Arnold, I recommend you to look into the nature of these mRNA vaccines. This type of vaccine is completely new and untested. You’re in for a questionable stuff.
Just to clarify: the vaccine from AstraZeneca is not based on new mRNA techniques. The AZ approach has been used safely and effectively in vaccines for TB, malaria, Mers and Ebola.
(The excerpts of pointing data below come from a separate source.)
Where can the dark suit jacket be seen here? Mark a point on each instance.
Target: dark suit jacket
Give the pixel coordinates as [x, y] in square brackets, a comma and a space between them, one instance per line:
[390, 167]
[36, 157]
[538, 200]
I think this is a straw man of ‘keep R <1.' I think everyone is well aware of the heterogeneity in R, and when someone says keep R <1, it's assumed they mean keep the mean of R below 1. You could argue that many preferred interventions only push down R for segments of the population for which it's already low, while leaving superspreaders unaffected, thus having little effect on the mean, but I think it's well-established that superspreader events are a big part of if not most of the problem. Your critique has nothing on efforts to shut down bars, indoor dining, or orthodox weddings, for example; right or wrong, those policies are aimed squarely at stopping super-spreading type situations.
OK. Assume half received the placebo (Does anyone know the actual percent that received the placebo?)
It is 1:1, randomised. Fairly easy to find their method (Google pfizer vaccine protocols).
So with no vaccine, 162 out of 22,000 got the disease in the Pfizer study. That is less than 0.75 percent. 90 out of 15,000 got the disease in the Moderna study. That is 0.3 percent.
1) likely vaccine volunteers may be more conscientious than average and have a lower chance of getting infected. 2) Not all volunteers would be dosed at the start of the three month trial period, likely it is a rolling effort. 3) Possibly some people are getting infected, but may be excluded (infected betweeen 1st and 2nd dose).
With the data the way it is, and if the safety results are ok, it makes sense to dose a larger section of the population (what’s the alternative?). Given the accelerating nature of the pandemic in the US and parts of Europe, if the vaccines are effective, their effects will be pretty obvious in the next couple of months.
“So more than twice as many people got it in the general population as got it in the placebo sample studied by Pfizer.”
Or the tests applied to the general population give many false positives.